La laine est très absorbante, et si vous utilisez trop de lessive, celle-ci va se fixer sur les fibres et les fragiliser. Il est conseillé de n’utiliser qu’une faible dose : moins de la moitié de la dose habituelle. Ce n’est pas une recommandation de puriste textile. C’est de la chimie élémentaire appliquée à votre dressing d’hiver.

La laine feutre sous l’action de la chaleur, des frottements et des substances alcalines. Le surdosage de lessive classique cumule deux de ces trois facteurs à chaque lavage. Résultat : un pull qui rétrécit imperceptiblement, qui durcit, qui perd sa souplesse saison après saison.

Le troisième paramètre que personne ne consulte jamais

Le dosage indiqué sur l’emballage n’est pas universel. Pour bien doser sa lessive, il faut se baser sur trois paramètres : la saleté du linge, la dureté de l’eau et la charge de la machine. Le premier, on y pense vaguement. Le troisième, parfois. Le deuxième ? Presque jamais.

Le TH (titre hydrotimétrique) mesure la concentration en ions calcium et magnésium. En eau dure, ces ions inactivent partiellement les tensioactifs : la lessive est moins efficace à dose égale. La conséquence logique ? On dose encore plus. Et on aggrave le problème.

En France, plus de 60 % du territoire reçoit une eau dite « dure » ou « très dure », chargée en calcium et magnésium. Si vous habitez en Île-de-France, dans le Nord, en Moselle ou dans l’Hérault, vous êtes très probablement concernée. En eau douce, le risque est inverse : la surmousse perturbe le rinçage. Ce que vous croyez être un « bon dosage » est peut-être, selon votre robinet, un dosage trop faible ou trop élevé.

Pour obtenir des informations sur la dureté de l’eau dans votre région, renseignez-vous auprès de votre mairie, de votre compagnie de distribution ou sur votre facture d’eau. Concrètement, en eau très calcaire (TH supérieur à 35°f), augmentez de 15 à 20 % par rapport à la dose standard. Ne doublez jamais la dose : la surmousse est contre-productive.

Corriger le tir sans tout révolutionner

La bonne nouvelle, c’est que le dégât n’est pas toujours irréversible. Si vous avez surutilisé de la lessive pendant des années, tout n’est pas perdu. Des solutions existent pour restaurer vos textiles. Pour éliminer les résidus accumulés dans les fibres, effectuez un lavage sans aucun détergent à 40°C. Un cycle à vide, en quelque sorte, pour purger ce qui reste pris dans les mailles.

Les fibres délicates n’aiment pas l’excès de savon, surtout quand le rinçage est court. Pour la laine, la soie, ou des vêtements qui marquent facilement, baissez la dose et privilégiez un cycle doux avec un rinçage correct. L’option « rinçage supplémentaire » disponible sur la plupart des machines modernes n’est pas un luxe : elle allonge la phase de rinçage pour évacuer un maximum de produit.

Pour commencer, tentez de diminuer la quantité de lessive d’un tiers environ. Le résultat sera identique. Une semaine de test suffit à s’en convaincre.
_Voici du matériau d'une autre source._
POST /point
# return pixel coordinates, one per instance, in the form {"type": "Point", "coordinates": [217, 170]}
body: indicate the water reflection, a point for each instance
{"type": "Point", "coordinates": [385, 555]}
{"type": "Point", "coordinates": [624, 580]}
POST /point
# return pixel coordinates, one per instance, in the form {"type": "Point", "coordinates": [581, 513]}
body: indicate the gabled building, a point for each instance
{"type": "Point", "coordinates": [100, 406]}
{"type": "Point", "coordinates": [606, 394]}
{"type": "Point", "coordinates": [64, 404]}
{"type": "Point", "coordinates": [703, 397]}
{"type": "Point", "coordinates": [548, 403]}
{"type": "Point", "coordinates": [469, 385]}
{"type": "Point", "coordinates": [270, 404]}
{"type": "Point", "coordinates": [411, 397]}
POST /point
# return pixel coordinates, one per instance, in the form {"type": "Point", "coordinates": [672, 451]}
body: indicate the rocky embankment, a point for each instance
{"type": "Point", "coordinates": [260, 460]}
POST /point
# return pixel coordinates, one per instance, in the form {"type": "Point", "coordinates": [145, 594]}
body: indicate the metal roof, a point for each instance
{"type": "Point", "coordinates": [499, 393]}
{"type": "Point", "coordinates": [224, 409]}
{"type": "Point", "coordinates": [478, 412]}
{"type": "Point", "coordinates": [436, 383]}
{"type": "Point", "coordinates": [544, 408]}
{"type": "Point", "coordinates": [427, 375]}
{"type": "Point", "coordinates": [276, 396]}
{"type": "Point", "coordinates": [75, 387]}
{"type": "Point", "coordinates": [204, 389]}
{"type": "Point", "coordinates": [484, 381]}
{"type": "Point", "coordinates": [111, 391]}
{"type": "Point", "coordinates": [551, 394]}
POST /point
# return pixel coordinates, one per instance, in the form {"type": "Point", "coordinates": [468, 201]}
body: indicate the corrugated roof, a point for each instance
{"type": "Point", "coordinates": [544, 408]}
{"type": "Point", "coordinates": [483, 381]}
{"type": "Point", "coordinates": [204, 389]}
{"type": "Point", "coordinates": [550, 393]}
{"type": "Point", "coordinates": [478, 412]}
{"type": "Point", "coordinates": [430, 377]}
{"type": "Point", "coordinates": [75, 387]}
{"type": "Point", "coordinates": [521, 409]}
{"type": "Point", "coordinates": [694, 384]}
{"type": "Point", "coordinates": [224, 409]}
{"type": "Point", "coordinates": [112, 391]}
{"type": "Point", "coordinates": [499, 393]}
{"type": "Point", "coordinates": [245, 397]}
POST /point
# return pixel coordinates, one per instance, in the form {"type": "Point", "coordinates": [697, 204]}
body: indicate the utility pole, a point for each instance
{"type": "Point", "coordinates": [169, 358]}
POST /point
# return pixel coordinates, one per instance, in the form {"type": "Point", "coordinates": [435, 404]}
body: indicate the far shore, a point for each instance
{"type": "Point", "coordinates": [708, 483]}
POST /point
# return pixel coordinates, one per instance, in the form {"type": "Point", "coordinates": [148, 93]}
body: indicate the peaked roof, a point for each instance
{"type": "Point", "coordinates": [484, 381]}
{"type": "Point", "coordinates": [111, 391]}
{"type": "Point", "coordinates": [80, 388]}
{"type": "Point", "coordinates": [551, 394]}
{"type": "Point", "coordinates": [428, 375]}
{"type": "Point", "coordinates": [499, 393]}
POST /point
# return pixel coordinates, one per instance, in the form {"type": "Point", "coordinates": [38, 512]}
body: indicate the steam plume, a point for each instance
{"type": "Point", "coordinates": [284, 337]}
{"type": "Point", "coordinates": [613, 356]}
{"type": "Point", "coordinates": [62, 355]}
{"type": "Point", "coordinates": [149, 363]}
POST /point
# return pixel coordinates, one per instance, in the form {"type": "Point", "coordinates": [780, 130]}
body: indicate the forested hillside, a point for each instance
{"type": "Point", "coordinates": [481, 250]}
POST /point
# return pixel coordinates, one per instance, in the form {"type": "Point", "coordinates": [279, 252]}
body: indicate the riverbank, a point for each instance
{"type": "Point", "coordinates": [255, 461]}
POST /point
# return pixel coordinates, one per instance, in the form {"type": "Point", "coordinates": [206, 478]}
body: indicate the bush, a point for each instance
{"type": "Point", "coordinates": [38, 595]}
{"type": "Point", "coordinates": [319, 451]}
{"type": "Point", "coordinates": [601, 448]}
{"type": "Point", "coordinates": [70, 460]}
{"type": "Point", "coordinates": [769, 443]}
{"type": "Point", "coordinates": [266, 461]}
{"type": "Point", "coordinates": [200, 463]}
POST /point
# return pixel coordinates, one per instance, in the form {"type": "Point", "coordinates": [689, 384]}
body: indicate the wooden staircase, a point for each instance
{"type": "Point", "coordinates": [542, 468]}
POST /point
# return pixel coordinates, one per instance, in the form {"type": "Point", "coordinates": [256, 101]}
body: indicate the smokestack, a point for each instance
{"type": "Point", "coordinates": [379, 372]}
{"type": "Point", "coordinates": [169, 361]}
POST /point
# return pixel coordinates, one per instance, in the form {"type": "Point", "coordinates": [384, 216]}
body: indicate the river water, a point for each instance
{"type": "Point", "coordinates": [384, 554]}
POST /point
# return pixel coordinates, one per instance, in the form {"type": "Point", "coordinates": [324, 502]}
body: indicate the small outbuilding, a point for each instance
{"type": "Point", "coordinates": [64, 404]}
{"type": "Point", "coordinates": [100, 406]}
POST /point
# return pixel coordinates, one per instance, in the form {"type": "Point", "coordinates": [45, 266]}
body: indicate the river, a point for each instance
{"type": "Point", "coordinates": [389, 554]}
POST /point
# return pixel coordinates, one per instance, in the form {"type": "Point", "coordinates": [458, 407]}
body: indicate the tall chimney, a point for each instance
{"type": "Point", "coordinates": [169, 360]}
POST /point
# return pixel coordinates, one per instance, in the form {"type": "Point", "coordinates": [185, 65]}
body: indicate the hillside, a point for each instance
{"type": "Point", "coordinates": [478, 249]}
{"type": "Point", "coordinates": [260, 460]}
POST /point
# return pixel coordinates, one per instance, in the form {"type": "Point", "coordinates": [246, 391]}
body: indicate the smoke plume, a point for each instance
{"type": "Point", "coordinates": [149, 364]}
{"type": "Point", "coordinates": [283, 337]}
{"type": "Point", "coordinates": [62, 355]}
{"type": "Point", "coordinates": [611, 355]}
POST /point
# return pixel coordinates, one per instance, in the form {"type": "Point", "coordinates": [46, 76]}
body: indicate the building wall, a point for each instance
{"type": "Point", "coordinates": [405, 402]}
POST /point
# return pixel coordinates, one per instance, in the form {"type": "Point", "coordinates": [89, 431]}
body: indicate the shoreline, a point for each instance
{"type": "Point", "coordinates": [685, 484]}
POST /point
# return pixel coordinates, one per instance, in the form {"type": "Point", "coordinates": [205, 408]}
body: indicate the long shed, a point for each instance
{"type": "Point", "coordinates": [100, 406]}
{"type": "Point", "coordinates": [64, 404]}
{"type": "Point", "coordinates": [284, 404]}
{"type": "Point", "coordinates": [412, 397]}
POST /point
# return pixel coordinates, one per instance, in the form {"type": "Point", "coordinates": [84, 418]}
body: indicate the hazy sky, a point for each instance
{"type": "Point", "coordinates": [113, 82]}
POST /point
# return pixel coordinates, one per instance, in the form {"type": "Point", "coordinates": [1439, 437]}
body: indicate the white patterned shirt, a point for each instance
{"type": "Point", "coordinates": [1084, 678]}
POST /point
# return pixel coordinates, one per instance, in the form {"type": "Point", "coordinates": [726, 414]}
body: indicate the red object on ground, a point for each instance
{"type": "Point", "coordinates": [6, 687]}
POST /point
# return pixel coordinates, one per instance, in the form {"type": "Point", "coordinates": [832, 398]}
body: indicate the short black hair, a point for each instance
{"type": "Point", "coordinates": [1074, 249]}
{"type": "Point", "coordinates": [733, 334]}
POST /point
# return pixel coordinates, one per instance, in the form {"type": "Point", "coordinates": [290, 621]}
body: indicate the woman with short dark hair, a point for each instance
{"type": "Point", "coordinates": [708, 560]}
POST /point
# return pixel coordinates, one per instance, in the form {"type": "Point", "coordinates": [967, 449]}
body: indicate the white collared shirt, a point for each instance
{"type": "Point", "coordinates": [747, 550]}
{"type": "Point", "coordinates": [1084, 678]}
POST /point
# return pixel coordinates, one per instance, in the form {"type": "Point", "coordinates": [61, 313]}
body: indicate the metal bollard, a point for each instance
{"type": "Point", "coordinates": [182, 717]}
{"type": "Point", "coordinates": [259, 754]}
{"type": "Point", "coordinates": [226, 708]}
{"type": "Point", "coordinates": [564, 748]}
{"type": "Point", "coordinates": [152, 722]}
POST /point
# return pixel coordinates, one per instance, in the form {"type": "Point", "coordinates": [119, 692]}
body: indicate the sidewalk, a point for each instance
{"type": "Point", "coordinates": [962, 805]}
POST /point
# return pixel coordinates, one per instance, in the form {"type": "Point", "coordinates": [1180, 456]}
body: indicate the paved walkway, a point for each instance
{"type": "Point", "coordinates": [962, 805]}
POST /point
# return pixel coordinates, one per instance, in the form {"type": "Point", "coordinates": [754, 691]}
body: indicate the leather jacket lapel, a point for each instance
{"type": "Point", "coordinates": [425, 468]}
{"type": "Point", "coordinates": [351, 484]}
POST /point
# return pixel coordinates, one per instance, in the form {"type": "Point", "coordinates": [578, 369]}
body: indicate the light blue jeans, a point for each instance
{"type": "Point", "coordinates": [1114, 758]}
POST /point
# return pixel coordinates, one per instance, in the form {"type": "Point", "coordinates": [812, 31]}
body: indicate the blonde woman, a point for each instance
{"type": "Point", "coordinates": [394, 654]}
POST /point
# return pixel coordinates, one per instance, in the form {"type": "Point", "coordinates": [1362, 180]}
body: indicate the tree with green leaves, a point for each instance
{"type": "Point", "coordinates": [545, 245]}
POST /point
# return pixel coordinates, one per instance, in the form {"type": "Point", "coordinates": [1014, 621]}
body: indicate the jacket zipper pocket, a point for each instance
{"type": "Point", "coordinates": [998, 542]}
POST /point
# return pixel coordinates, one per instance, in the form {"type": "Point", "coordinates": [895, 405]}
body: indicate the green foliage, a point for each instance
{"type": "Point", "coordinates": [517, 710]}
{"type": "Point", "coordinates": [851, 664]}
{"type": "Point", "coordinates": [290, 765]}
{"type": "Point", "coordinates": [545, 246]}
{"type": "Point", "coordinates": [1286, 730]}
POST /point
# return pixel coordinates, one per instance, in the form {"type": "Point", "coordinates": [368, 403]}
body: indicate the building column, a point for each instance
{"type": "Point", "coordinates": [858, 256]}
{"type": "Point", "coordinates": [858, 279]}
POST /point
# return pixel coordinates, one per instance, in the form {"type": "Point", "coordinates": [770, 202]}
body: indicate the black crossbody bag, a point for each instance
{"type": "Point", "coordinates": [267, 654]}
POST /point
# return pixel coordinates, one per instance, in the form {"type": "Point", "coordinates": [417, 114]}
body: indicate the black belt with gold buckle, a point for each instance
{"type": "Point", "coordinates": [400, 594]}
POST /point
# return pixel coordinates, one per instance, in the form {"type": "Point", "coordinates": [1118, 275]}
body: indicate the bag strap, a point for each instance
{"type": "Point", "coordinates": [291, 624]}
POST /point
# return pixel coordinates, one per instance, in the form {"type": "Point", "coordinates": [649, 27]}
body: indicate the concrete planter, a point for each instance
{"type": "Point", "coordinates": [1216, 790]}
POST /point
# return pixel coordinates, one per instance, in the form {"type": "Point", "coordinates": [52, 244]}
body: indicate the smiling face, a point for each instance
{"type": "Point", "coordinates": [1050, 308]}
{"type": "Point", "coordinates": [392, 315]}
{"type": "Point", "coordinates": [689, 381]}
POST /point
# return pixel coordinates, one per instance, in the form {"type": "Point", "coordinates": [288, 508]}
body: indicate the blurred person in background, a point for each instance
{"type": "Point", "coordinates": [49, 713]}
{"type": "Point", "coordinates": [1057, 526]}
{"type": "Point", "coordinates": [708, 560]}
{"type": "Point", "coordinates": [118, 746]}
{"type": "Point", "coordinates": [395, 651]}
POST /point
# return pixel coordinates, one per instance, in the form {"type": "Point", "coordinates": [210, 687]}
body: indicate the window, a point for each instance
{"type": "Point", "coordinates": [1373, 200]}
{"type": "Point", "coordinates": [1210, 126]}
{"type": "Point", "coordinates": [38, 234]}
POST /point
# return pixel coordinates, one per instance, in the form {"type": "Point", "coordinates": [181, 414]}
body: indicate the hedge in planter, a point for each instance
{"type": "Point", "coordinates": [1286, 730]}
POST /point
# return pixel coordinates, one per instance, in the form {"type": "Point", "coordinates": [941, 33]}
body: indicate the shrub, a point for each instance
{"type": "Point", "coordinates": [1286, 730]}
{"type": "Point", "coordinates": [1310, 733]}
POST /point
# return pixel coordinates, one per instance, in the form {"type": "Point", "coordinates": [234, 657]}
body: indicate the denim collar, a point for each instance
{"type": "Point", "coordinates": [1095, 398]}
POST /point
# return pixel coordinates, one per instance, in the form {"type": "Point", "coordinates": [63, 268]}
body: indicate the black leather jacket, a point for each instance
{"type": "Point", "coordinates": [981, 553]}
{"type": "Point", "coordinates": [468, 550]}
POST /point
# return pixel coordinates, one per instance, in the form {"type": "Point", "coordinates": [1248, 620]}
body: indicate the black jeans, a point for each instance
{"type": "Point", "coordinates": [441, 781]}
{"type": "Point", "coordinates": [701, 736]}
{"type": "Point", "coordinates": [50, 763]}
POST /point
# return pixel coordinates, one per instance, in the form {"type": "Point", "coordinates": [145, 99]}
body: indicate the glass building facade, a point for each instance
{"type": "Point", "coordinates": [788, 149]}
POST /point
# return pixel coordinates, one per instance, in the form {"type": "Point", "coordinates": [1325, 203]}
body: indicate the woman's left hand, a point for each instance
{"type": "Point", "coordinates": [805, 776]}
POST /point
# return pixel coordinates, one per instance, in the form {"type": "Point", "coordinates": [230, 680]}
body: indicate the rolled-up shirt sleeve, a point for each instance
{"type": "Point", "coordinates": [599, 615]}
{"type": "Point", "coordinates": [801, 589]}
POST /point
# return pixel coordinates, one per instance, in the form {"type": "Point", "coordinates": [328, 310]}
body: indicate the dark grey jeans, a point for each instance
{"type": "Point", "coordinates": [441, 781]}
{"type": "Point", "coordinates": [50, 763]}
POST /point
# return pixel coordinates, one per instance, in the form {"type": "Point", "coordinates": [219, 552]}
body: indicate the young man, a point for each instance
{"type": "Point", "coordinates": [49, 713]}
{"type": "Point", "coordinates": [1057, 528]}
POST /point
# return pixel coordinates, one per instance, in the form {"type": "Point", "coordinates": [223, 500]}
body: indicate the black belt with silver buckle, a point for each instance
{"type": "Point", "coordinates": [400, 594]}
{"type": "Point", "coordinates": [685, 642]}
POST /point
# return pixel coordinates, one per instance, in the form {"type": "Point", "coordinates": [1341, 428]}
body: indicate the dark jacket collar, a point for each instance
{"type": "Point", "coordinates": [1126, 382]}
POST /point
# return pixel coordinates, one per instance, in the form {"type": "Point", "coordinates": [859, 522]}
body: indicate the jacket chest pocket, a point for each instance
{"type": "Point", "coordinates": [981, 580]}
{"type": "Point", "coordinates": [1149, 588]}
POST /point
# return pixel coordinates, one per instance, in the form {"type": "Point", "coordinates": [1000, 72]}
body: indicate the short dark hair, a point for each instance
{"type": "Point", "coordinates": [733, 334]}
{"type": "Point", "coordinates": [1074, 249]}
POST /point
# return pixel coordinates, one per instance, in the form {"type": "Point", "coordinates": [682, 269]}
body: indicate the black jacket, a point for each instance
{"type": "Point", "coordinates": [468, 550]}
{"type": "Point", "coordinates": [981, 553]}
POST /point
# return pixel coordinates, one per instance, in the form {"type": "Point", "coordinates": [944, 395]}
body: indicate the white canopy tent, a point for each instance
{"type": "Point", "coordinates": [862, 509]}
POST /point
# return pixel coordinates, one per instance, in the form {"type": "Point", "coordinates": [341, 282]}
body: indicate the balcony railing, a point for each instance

Et une bouteille de lessive peut facilement durer plusieurs semaines de plus si on respecte les quantités indiquées : moins de dépenses, moins de déchets et un lavage tout aussi efficace.

Un dernier point, souvent ignoré : un surdosage constant de lessive entraîne à la longue une usure plus rapide du lave-linge et un encrassement plus fréquent du bac. L’accumulation de détergent dans la machine peut coller aux parois du tambour et aux tuyaux, créant un environnement propice à l’accumulation de saleté et de moisissures. Ce que vous pensiez être un problème de garde-robe est aussi un problème d’électroménager. Le bouchon doseur, finalement, ne concerne pas que les vêtements.